1) Given the stock dataframe, use Spark SQL to select all AMZN records. 

In [19]:
# register stock dataFrame as temp view with name "stocks"
df_stx.createOrReplaceTempView("stocks")

# query the view
sqlDF = spark.sql("SELECT * FROM stocks where ticker == 'AMZN'")
sqlDF.show()

ConnectionRefusedError: [Errno 61] Connection refused

2) Given the stock dataframe, do an aggregation to compute minimum, mean, and maximum adjusted close for each stock.

In [None]:
df_stx.groupBy("ticker").agg(F.min("adjusted_close"), F.mean("adjusted_close"), F.max("adjusted_close")).show()

3) Select the date, ticker, and adjusted_close columns, saving this data as a parquet file.

In [None]:
df_stx.select("date","ticker","adjusted_close").write.save("stocks.parquet", format="parquet")

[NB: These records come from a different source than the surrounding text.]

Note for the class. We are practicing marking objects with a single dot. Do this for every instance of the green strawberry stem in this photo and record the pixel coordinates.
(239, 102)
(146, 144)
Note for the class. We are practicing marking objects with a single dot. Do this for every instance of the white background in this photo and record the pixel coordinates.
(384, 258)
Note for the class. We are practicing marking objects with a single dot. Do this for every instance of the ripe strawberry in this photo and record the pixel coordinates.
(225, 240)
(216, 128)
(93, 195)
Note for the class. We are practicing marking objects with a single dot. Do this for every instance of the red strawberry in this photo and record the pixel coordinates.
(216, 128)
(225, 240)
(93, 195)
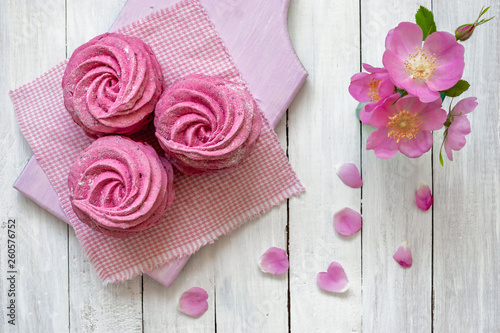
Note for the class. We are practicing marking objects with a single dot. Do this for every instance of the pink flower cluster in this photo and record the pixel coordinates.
(403, 99)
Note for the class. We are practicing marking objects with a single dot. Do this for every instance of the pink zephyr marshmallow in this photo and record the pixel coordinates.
(274, 261)
(347, 222)
(206, 124)
(334, 279)
(349, 174)
(423, 197)
(403, 255)
(193, 302)
(111, 85)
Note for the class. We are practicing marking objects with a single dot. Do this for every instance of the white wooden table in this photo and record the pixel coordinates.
(453, 284)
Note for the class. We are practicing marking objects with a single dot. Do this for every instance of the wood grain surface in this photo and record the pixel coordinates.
(453, 283)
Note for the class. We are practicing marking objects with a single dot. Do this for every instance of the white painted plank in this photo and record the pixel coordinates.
(394, 299)
(467, 190)
(247, 299)
(41, 284)
(323, 132)
(93, 306)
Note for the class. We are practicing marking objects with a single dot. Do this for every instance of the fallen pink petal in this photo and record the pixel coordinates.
(274, 261)
(349, 174)
(423, 197)
(193, 302)
(403, 255)
(347, 222)
(404, 124)
(334, 279)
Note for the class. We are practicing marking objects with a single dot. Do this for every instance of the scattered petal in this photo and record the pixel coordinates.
(274, 261)
(193, 302)
(349, 174)
(334, 279)
(423, 197)
(347, 222)
(403, 255)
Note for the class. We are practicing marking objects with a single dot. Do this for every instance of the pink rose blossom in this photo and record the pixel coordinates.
(459, 126)
(372, 88)
(423, 69)
(404, 124)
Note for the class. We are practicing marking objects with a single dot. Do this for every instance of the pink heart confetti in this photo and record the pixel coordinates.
(334, 279)
(403, 255)
(423, 197)
(274, 261)
(349, 174)
(193, 302)
(347, 222)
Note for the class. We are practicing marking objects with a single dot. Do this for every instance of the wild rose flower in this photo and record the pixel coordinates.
(404, 124)
(423, 70)
(459, 126)
(372, 88)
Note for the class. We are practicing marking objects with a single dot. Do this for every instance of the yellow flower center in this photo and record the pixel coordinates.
(421, 64)
(404, 126)
(373, 90)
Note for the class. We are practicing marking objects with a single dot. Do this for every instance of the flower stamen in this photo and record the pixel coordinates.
(404, 126)
(421, 64)
(373, 90)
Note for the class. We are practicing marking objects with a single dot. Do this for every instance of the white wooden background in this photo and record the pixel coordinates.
(453, 285)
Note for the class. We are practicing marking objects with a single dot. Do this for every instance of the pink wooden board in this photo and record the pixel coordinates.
(256, 36)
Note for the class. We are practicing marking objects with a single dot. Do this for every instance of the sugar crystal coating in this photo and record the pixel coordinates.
(206, 124)
(120, 187)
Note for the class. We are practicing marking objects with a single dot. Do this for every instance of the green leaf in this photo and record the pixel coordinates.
(457, 89)
(359, 108)
(425, 20)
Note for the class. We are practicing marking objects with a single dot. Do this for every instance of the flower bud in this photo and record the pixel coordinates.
(464, 31)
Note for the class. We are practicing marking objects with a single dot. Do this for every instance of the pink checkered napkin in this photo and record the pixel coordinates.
(205, 206)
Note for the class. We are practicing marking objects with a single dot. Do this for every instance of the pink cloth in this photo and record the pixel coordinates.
(206, 206)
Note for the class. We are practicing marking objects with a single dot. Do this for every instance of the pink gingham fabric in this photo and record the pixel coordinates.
(205, 206)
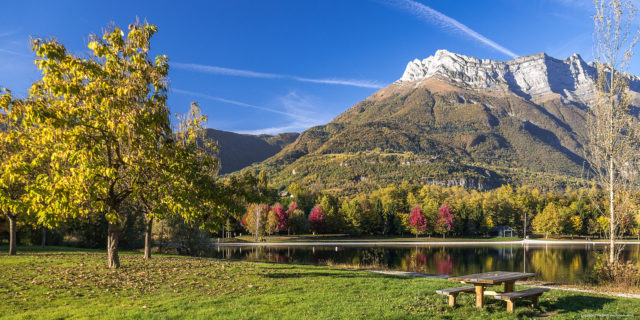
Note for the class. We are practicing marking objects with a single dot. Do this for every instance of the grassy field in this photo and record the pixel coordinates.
(71, 283)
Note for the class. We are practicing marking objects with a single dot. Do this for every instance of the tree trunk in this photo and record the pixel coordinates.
(12, 234)
(147, 239)
(612, 236)
(44, 237)
(112, 245)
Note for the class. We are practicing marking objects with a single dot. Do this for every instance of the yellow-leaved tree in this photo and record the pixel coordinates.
(102, 118)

4) Load the parquet file into a new dataframe and verify that things look correct.

In [None]:
test = spark.read.load("stocks.parquet")
test.show()

### 14. Summary

You should now have a basic understanding of Spark SQL, DataFrames, and how to use some of the common transformations on DataFrames.  
With practice, you will gain comfort in selecting and processing data with Spark SQL and DataFrames, which is essential.

Additionally, you should have some sense of when DataFrames are preferred over RDDs, and vice versa.